8. The Appellant exercised his right of appeal against that refusal. By a decision dated 12 April 2019, his appeal was dismissed and applications to the First-tier Tribunal and Upper Tribunal for permission to appeal against that decision were refused. As it is not in dispute that the 12 April 2019 decision of the First-tier Tribunal formed the Devaseelan starting point for the Decision, it is worth noting at this juncture that:

a. The Appellant claimed to be at risk because he had refused to join Daesh.
b. The Appellant has provided his Iraqi driving license, CSID and INC card to the Home Office.
c. To corroborate his account, the Appellant provided to the Tribunal five handwritten letters which he claimed were written on behalf of Daesh. He said that the contents of the letters were broadly similar – that if he did not contact them, they would slaughter him and that wherever he went they would find and kill him because he was an unbeliever. The letters are not signed and did not say who they were from, were not on headed paper and did not contain any stamp or seal. They are the sort of documents that could be easily fabricated if required.
d. The Appellant’s credibility was damaged by his failure to claim asylum in France and Italy.
e. The Appellant’s claims ran counter to the background evidence on Daesh and various aspects of his account were not plausible.
f.
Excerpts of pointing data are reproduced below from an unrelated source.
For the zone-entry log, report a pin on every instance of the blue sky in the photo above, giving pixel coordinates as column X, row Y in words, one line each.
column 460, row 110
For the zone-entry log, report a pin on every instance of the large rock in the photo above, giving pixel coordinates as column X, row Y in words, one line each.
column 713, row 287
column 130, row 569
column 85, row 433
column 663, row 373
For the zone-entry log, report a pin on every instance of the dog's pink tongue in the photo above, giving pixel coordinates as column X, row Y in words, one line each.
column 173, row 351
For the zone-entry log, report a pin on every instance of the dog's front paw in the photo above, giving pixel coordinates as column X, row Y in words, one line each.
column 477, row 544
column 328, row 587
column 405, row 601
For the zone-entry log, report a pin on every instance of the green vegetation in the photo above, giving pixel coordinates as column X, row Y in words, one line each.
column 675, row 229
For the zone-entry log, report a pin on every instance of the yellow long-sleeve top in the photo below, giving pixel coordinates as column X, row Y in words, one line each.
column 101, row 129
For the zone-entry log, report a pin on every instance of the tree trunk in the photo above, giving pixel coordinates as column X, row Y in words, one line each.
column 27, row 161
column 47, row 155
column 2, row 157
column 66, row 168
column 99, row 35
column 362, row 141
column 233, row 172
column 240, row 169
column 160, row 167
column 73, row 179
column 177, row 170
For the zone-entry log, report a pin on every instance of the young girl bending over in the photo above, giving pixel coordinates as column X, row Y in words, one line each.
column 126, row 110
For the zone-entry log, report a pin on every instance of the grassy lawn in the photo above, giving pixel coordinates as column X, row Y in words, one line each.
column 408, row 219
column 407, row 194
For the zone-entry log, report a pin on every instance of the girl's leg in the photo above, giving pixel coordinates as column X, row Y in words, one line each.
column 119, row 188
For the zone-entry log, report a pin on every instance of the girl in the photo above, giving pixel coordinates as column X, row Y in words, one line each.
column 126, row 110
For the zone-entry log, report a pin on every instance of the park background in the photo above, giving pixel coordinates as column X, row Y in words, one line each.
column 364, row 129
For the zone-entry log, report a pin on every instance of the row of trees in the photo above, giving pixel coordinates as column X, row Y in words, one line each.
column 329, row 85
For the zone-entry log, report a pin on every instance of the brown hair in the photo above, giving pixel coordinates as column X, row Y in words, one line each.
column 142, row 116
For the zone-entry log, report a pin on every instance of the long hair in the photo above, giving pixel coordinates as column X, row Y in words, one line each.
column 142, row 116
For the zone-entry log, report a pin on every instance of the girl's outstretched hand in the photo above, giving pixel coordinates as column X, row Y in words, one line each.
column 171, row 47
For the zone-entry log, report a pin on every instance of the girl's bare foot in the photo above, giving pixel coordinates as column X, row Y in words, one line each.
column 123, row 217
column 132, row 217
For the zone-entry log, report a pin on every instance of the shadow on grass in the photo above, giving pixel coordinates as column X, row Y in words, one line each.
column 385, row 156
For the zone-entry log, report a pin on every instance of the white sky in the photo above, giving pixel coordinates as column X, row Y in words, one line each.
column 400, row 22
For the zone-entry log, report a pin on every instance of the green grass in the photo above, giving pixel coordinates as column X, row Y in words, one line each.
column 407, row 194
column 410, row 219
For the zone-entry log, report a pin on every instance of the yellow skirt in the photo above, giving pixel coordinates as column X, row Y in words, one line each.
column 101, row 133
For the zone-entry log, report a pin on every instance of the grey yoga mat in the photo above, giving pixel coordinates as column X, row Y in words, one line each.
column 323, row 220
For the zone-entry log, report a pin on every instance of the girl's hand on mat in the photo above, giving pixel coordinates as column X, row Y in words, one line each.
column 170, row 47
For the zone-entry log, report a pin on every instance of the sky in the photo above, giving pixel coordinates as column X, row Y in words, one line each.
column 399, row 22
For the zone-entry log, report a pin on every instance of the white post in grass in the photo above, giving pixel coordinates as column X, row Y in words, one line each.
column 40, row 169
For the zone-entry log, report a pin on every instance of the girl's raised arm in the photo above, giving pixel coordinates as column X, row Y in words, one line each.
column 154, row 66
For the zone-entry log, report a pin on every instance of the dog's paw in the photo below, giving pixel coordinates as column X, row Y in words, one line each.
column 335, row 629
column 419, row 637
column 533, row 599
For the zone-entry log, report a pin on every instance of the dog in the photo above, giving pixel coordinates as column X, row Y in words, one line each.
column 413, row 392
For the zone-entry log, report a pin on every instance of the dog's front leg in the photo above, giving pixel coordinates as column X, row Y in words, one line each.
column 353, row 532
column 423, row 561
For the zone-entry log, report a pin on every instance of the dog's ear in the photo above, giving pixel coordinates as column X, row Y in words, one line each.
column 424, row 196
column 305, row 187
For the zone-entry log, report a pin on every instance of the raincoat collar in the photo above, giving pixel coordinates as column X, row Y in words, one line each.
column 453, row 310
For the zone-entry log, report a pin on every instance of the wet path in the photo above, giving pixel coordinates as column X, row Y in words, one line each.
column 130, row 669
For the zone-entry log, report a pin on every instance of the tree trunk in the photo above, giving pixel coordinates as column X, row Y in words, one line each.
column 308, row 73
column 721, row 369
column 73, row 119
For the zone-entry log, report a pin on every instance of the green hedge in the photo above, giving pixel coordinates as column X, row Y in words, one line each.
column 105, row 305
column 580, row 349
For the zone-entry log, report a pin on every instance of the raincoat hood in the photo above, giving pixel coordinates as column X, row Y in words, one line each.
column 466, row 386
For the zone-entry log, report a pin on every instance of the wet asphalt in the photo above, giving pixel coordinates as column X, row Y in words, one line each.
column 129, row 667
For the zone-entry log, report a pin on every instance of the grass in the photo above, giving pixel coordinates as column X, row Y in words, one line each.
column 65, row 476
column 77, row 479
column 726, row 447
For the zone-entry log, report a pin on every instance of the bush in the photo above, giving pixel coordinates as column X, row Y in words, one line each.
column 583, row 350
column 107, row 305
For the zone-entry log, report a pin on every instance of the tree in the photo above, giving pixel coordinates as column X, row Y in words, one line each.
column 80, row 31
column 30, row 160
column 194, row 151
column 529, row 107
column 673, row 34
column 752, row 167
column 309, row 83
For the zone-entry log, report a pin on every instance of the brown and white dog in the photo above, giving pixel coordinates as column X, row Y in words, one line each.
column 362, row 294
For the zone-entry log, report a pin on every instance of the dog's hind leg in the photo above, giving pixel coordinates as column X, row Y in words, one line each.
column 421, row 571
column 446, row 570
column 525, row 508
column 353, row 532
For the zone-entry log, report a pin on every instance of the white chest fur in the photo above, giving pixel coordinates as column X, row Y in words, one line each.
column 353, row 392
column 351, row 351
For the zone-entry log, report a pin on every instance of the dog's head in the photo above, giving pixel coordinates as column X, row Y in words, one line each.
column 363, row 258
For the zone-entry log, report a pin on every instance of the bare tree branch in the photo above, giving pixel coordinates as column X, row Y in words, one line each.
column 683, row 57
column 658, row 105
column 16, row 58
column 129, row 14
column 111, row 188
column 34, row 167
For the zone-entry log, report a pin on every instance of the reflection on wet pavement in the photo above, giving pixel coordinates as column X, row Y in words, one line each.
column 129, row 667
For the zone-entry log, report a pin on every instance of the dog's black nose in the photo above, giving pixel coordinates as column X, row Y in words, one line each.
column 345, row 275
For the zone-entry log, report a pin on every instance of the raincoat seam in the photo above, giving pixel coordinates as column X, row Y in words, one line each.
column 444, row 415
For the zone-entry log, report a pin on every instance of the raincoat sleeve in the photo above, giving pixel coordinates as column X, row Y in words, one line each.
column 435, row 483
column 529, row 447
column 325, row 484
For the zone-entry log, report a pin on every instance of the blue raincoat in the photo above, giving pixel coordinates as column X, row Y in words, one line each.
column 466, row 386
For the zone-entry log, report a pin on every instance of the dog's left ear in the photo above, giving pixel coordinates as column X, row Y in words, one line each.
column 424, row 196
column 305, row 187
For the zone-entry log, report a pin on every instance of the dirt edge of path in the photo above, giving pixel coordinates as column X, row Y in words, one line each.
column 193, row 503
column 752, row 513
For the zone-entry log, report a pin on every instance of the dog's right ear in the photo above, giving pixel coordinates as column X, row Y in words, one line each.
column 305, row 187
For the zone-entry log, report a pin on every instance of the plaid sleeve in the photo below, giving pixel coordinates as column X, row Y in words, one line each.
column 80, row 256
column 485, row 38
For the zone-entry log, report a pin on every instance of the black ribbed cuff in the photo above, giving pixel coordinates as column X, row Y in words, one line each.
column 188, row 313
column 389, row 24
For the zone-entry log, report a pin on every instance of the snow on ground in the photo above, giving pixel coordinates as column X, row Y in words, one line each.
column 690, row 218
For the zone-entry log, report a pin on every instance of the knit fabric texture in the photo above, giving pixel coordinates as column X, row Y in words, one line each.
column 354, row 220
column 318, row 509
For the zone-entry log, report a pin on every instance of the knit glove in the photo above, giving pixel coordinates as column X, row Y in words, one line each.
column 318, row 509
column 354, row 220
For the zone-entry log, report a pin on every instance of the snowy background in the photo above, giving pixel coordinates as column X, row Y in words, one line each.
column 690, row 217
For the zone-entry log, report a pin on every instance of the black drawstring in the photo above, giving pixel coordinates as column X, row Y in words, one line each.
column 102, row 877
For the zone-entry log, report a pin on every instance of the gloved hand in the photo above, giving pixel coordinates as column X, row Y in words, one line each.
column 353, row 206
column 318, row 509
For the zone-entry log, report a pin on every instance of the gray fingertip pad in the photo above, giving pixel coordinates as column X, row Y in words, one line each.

Having considered all of the available evidence, the Tribunal concluded that the Appellant lacked credibility. His claim that two men tried to groom him to join Daesh and when unsuccessful abducted him and tortured him and then threatened him was a fabrication.
g. The handwritten note had been arranged to be produced after his asylum interview in an effort to bolster his claim. He said that he had had no recent contact with his family in IKR in an attempt to enhance his claim.
h. The Appellant’s father (who also gave evidence) clearly felt that, as he had worked since 2002 in the UK and had not claimed benefits his son was entitled to join him.
i. Accordingly, the Appellant had not shown that he had a well-founded fear of serious harm in connection with Daesh because his claim was a fabrication. He was not fleeing in fear of his life. Rather, it was his intention to reach the UK to study and to be reunited with his father.
j. In any event, were the Appellant’s account true, his claim would fail as he could return to the IKR, where there is sufficiency of protection.
k. The Appellant’s Article 8 claim was dismissed on the basis that he did not enjoy family life with his father here, as the Appellant is an independent adult. In any event, his removal would be proportionate.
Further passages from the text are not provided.